Competition: Winter 2017-18, Vol. 27, No. 1

THE EFFICIENCIES DEFENESTRATION: ARE REGULATORS THROWING VALID HEALTHCARE EFFICIENCIES OUT THE WINDOW?

By Jacob Snow, Ronnie Solomon, Kyle Quackenbush1

I. INTRODUCTION

Assessing efficiencies is an important part of any regulatory merger review. Efficiencies that are merger-specific and verifiable can, under the Merger Guidelines, save an otherwise anticompetitive merger. The presentation by merging parties of pro-competitive efficiencies is often referred to as an efficiencies "defense."

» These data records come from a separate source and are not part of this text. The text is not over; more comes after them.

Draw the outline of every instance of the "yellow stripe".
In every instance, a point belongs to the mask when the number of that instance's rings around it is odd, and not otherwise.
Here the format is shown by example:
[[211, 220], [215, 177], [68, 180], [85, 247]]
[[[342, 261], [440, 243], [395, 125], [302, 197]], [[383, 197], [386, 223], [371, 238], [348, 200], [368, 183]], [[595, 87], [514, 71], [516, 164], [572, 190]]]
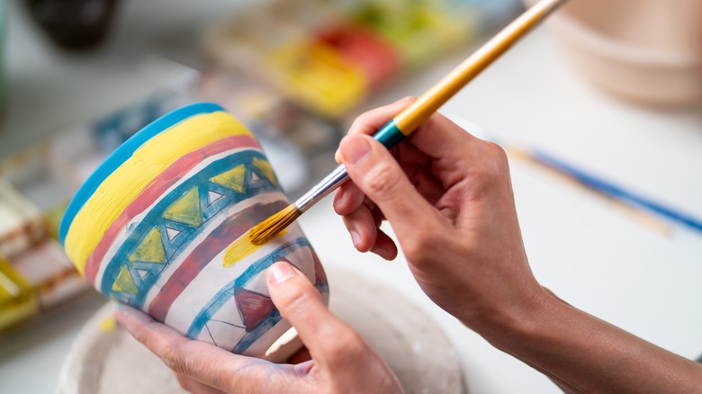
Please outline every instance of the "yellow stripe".
[[[283, 237], [285, 234], [287, 234], [287, 230], [284, 229], [276, 234], [274, 237]], [[227, 251], [224, 252], [224, 260], [221, 264], [224, 267], [230, 267], [258, 250], [264, 245], [266, 244], [256, 245], [252, 243], [250, 234], [246, 233], [227, 247]]]
[[140, 147], [86, 201], [66, 236], [66, 251], [83, 273], [87, 257], [124, 209], [163, 171], [184, 155], [230, 136], [251, 135], [227, 112], [195, 115]]

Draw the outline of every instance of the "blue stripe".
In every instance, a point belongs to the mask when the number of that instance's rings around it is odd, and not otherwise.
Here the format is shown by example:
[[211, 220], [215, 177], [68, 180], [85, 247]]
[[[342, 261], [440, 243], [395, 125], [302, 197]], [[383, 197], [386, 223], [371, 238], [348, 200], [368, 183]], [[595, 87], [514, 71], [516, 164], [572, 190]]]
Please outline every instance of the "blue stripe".
[[186, 105], [158, 118], [127, 139], [97, 167], [90, 177], [88, 177], [87, 181], [86, 181], [80, 189], [78, 189], [77, 193], [76, 193], [76, 195], [73, 197], [73, 200], [71, 200], [68, 208], [66, 210], [66, 213], [63, 215], [61, 224], [58, 227], [58, 239], [61, 241], [61, 245], [65, 244], [66, 235], [68, 234], [68, 228], [70, 228], [71, 223], [73, 223], [76, 215], [77, 215], [80, 209], [83, 208], [88, 199], [95, 193], [100, 184], [107, 179], [114, 170], [131, 157], [134, 152], [146, 141], [191, 116], [220, 111], [224, 111], [224, 109], [212, 103], [199, 103]]
[[[299, 237], [278, 247], [274, 251], [271, 252], [268, 255], [249, 265], [246, 271], [244, 271], [238, 277], [237, 277], [237, 279], [222, 287], [222, 290], [215, 294], [210, 302], [208, 302], [204, 308], [202, 308], [201, 312], [193, 320], [193, 324], [190, 326], [190, 328], [185, 334], [185, 336], [192, 339], [196, 339], [200, 336], [200, 332], [202, 330], [202, 328], [204, 328], [204, 326], [208, 321], [210, 321], [212, 316], [214, 316], [217, 311], [220, 310], [220, 308], [221, 308], [222, 305], [224, 305], [231, 297], [234, 296], [234, 290], [236, 288], [246, 286], [246, 284], [250, 280], [252, 280], [262, 271], [273, 265], [274, 263], [280, 261], [295, 250], [305, 246], [310, 247], [310, 253], [314, 253], [311, 251], [311, 246], [310, 245], [310, 242], [304, 237]], [[237, 354], [242, 354], [245, 352], [248, 346], [251, 345], [251, 344], [256, 342], [256, 339], [258, 339], [266, 331], [267, 331], [268, 328], [280, 321], [280, 313], [277, 311], [277, 309], [275, 309], [271, 314], [271, 316], [263, 320], [254, 330], [247, 333], [244, 337], [241, 338], [239, 343], [237, 344], [232, 352]]]
[[[232, 157], [234, 157], [235, 159], [232, 159]], [[170, 193], [162, 198], [161, 201], [158, 201], [158, 203], [157, 203], [156, 206], [154, 206], [154, 208], [148, 211], [148, 213], [147, 213], [144, 219], [141, 219], [137, 228], [133, 229], [131, 234], [129, 235], [128, 238], [125, 239], [124, 243], [122, 243], [122, 245], [120, 246], [120, 249], [117, 251], [114, 256], [110, 260], [110, 263], [108, 263], [107, 266], [105, 267], [104, 273], [103, 274], [103, 280], [100, 283], [100, 291], [103, 294], [112, 293], [112, 283], [114, 283], [117, 275], [120, 273], [120, 268], [125, 264], [124, 262], [128, 261], [129, 255], [134, 251], [137, 245], [139, 245], [147, 233], [148, 233], [154, 228], [154, 225], [160, 226], [166, 224], [166, 219], [162, 218], [163, 212], [174, 201], [183, 196], [185, 193], [192, 190], [194, 187], [209, 185], [210, 184], [208, 183], [208, 180], [212, 176], [222, 174], [230, 170], [231, 168], [235, 168], [241, 164], [248, 165], [247, 167], [250, 168], [251, 171], [254, 171], [256, 167], [254, 166], [250, 166], [250, 163], [253, 161], [254, 157], [265, 159], [263, 154], [254, 150], [247, 152], [234, 152], [226, 157], [222, 157], [212, 162], [207, 167], [203, 168], [190, 179], [184, 181], [183, 184], [175, 188]], [[279, 191], [268, 182], [268, 178], [264, 176], [262, 174], [257, 175], [262, 181], [265, 180], [265, 183], [261, 187], [255, 187], [249, 184], [249, 189], [245, 194], [230, 191], [224, 194], [224, 196], [220, 199], [220, 201], [217, 201], [220, 202], [219, 204], [212, 204], [210, 209], [205, 208], [202, 210], [202, 224], [197, 228], [190, 228], [191, 229], [189, 231], [186, 230], [184, 231], [184, 233], [178, 235], [178, 237], [180, 237], [182, 235], [184, 235], [185, 237], [182, 239], [178, 239], [178, 245], [174, 249], [172, 249], [170, 255], [166, 255], [166, 262], [163, 264], [163, 266], [166, 265], [168, 262], [177, 258], [183, 250], [184, 250], [190, 245], [190, 242], [205, 229], [207, 227], [207, 222], [213, 217], [217, 216], [220, 212], [224, 211], [224, 210], [232, 205], [235, 205], [244, 200], [255, 197], [260, 193]], [[170, 227], [175, 227], [172, 224], [168, 225]], [[185, 227], [187, 228], [188, 226], [185, 225]], [[174, 239], [174, 241], [176, 239]], [[168, 253], [167, 248], [166, 251]], [[115, 297], [122, 297], [122, 300], [123, 300], [124, 302], [132, 307], [141, 308], [145, 297], [148, 292], [150, 286], [156, 282], [158, 275], [154, 275], [153, 277], [149, 275], [149, 277], [144, 279], [144, 283], [139, 283], [140, 288], [138, 294], [128, 296], [122, 293], [116, 293]]]

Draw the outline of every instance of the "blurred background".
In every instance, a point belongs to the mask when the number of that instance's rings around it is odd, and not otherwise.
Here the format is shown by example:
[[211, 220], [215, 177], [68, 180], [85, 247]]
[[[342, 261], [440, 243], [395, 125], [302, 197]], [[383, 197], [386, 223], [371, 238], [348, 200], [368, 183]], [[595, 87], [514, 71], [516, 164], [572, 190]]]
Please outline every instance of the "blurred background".
[[[85, 319], [103, 302], [57, 228], [76, 190], [140, 128], [185, 103], [218, 103], [256, 134], [293, 199], [334, 166], [356, 116], [421, 94], [534, 3], [0, 3], [0, 361], [51, 336], [38, 324], [66, 326], [66, 310]], [[446, 110], [702, 214], [702, 186], [669, 176], [700, 179], [702, 2], [572, 0], [547, 31]], [[621, 130], [634, 129], [639, 145], [624, 158], [633, 139]], [[662, 144], [673, 130], [675, 142]], [[665, 170], [649, 160], [662, 151], [676, 158]], [[78, 296], [93, 298], [71, 304]]]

Healthcare in the United States is changing. Recent years have brought a significant increase in healthcare mergers, and provisions in the Patient Protection and Affordable Care Act ("Affordable Care Act") encourage integration and coordination of healthcare services. In light of these changes, some argue that regulators put too little weight on efficiencies in the healthcare context, and that the high bar set by the Merger Guidelines— requiring that efficiencies be verifiable and merger specific—is an unnecessary hindrance to healthcare mergers that will benefit the public. Does it make sense to continue to hold efficiencies to such a high bar, in the face of technological developments and pressure on healthcare entities to integrate?